Coreia do Sul avalia proibir consumo de carne de cachorro

Julian Ryall
26 de novembro de 2021

Defensores dos direitos dos animais aplaudem proposta, enquanto grande maioria da população apoia a proibição do comércio de carne canina. Por outro lado, tradicionalistas defendem que prato é receita típica sul-coreana.

Protesto contra o consumo de carne de cachorro em Seul, Coreia do Sul
Protestos contra o consumo de carne de cachorro, como este de 2018, ocorrem há alguns anos no paísFoto: Getty Images/AFP/E. Jones

O governo da Coreia do Sul anunciou nesta quinta-feira (25/11) que planeja criar um comitê de aconselhamento para discutir uma possível proibição do consumo de carne de cachorro no país.

A comissão de 20 membros será composta por especialistas, membros de organizações privadas e autoridades do governo, informou o Ministério da Agricultura sul-coreano, e deverá chegar a um consenso sobre a questão até abril de 2022.

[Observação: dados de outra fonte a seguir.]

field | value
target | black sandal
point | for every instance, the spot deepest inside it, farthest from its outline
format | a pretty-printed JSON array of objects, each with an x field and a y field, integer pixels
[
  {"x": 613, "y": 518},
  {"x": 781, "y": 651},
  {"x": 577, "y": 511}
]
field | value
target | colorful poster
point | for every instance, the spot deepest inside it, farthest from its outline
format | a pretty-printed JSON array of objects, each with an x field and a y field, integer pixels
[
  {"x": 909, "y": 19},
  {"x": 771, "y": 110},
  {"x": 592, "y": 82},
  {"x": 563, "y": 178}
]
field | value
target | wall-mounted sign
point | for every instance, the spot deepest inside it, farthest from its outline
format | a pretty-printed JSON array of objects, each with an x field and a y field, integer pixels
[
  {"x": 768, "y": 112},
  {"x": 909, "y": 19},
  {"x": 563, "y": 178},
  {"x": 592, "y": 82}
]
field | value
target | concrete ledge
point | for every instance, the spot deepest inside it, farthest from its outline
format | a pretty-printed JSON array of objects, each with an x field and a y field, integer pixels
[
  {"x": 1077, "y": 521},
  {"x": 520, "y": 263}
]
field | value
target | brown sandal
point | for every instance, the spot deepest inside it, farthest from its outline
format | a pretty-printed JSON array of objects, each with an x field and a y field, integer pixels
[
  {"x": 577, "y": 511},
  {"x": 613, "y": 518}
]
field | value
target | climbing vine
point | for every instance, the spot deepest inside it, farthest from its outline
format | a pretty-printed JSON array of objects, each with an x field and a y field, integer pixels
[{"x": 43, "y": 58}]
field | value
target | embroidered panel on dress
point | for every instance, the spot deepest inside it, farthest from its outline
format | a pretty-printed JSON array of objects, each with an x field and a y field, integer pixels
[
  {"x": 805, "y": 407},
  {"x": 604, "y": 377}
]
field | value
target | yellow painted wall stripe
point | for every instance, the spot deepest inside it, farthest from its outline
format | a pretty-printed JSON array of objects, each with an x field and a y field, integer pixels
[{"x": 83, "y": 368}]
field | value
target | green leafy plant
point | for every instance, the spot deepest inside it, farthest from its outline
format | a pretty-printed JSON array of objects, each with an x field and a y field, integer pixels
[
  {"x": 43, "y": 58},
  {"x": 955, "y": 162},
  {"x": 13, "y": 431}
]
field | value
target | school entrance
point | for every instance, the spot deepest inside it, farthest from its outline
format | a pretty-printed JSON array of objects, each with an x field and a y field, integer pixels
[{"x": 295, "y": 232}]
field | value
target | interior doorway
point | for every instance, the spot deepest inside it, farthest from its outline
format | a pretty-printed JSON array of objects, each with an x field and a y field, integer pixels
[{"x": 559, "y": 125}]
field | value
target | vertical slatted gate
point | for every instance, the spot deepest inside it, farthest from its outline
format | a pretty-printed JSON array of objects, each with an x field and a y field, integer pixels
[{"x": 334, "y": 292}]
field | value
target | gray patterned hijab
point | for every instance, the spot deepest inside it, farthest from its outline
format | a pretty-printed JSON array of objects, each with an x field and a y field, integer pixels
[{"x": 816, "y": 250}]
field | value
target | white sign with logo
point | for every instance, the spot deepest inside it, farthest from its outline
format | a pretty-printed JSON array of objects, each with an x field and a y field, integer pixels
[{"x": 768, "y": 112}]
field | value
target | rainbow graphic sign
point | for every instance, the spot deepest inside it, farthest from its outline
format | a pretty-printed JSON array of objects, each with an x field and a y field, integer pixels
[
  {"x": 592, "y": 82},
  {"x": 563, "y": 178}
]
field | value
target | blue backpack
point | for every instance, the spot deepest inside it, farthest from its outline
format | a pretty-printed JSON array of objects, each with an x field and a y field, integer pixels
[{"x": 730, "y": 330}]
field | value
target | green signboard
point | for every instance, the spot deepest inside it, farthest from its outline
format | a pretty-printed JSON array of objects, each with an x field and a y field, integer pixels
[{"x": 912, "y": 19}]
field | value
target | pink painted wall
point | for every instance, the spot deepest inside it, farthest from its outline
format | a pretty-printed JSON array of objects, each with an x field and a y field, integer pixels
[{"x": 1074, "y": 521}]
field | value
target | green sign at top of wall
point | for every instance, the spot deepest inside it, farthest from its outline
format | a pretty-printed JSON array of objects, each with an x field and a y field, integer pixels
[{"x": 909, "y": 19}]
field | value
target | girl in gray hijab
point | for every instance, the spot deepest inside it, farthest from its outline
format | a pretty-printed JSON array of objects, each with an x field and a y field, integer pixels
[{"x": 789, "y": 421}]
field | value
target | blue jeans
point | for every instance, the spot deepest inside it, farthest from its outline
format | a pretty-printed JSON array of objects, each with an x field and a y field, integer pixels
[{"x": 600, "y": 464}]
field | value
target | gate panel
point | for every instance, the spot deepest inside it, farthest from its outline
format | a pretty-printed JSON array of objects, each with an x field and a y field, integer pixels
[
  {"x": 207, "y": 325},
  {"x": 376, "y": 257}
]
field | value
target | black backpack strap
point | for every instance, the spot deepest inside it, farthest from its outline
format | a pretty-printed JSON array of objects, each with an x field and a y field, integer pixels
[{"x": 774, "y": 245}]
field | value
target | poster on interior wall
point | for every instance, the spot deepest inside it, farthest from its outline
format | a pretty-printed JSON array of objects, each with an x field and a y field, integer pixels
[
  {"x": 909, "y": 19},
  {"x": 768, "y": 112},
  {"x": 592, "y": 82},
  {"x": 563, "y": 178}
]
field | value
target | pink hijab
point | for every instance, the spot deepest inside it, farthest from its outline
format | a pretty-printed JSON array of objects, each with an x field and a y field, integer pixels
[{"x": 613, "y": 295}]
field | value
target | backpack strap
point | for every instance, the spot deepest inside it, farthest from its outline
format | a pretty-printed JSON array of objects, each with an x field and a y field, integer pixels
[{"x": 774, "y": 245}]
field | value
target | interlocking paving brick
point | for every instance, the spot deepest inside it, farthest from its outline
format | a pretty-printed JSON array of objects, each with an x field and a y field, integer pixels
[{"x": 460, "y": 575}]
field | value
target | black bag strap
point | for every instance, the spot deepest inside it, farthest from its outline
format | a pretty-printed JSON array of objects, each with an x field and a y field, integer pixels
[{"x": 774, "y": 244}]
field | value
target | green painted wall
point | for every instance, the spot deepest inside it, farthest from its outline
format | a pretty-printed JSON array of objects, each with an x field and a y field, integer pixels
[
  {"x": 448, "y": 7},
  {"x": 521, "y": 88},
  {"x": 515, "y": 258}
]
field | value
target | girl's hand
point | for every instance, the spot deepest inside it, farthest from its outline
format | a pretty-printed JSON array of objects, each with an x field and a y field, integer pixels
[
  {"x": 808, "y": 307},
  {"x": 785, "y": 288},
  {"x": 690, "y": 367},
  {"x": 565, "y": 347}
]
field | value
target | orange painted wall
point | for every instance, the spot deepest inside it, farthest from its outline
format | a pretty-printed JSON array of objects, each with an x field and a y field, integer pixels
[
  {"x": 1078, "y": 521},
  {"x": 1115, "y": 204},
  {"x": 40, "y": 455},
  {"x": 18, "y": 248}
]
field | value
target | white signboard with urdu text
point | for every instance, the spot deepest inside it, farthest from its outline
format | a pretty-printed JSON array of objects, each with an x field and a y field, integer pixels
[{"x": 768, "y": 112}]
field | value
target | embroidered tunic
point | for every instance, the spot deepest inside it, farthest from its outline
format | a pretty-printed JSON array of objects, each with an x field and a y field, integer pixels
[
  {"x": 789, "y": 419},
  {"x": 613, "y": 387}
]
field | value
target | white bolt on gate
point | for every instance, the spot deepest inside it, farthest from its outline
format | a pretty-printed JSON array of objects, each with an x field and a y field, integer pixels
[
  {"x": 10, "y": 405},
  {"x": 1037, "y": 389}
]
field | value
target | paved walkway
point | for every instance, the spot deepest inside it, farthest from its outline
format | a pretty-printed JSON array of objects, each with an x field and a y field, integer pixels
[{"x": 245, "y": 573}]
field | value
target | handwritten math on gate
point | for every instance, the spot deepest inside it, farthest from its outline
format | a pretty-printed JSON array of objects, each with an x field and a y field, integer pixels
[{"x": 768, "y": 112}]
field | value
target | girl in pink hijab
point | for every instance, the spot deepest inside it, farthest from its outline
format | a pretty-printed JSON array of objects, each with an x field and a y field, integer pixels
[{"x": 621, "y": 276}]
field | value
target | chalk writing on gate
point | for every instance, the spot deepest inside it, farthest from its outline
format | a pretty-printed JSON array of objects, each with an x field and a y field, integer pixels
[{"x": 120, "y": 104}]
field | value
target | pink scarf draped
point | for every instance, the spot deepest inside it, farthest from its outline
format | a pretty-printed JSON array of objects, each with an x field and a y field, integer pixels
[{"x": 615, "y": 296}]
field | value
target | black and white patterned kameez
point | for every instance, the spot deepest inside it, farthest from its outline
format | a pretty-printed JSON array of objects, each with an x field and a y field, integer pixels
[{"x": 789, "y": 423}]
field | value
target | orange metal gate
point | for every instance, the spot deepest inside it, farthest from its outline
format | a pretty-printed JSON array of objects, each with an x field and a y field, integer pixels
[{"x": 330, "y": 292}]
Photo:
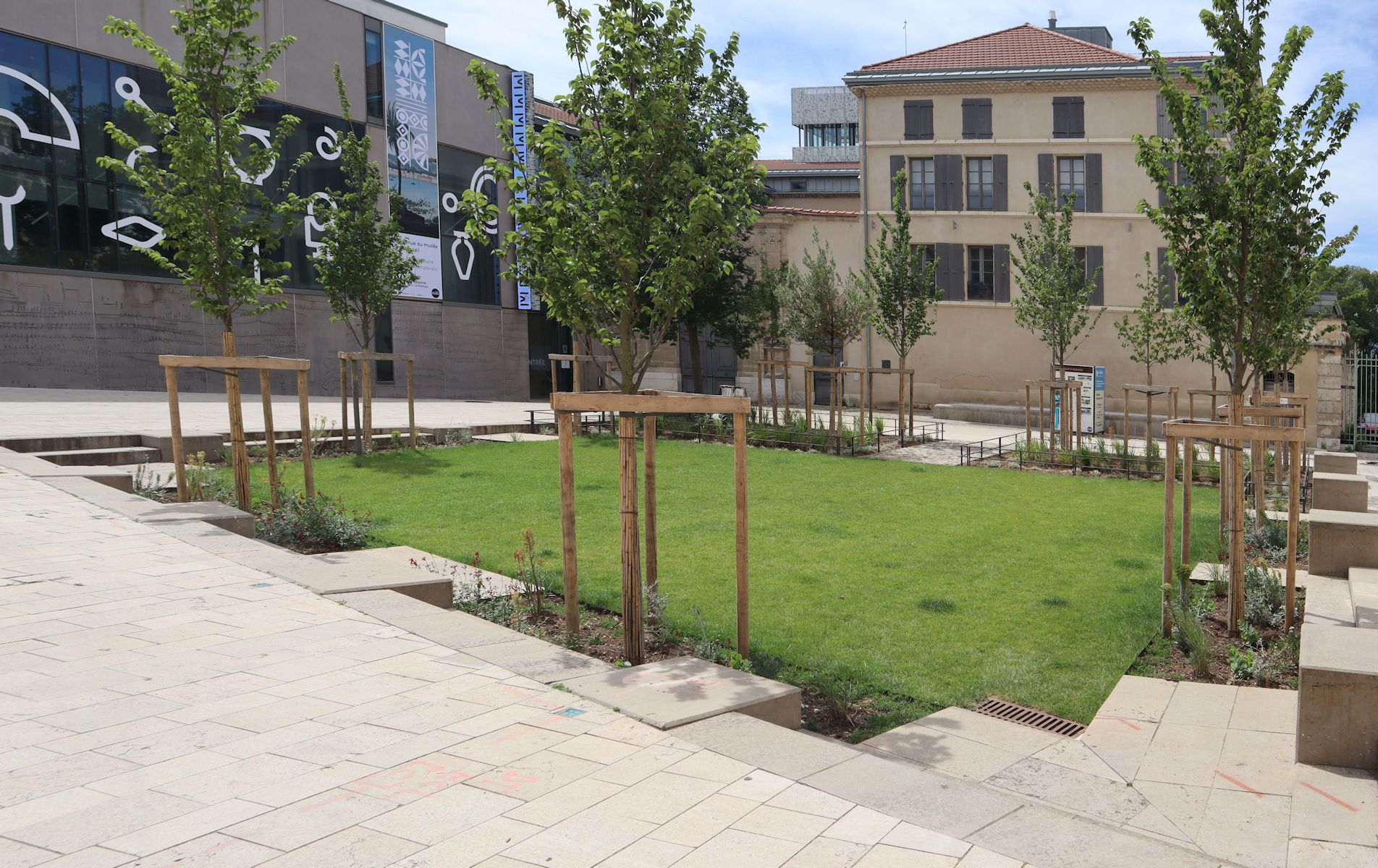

Por um lado, o projeto é exaltado por ativistas e donos de animais de estimação. Os tradicionalistas, por outro, alegam que a carne é uma receita típica sul-coreana e que as pessoas devem ser livres para consumi-la.

O tema entrou na agenda governamental depois que o presidente Moon Jae-in sugeriu, em setembro, que seria hora de impor uma proibição à venda e ao consumo da carne de cachorro.

Moon, que é um adorador de animais, disse que comer cães tem se tornado cada vez mais controverso na comunidade internacional. E isso não é recente. Em 1988, por exemplo, o governo fechou todos os restaurantes que serviam carne de cachorro em Seul durante os Jogos Olímpicos, a fim de evitar uma imagem negativa da culinária local.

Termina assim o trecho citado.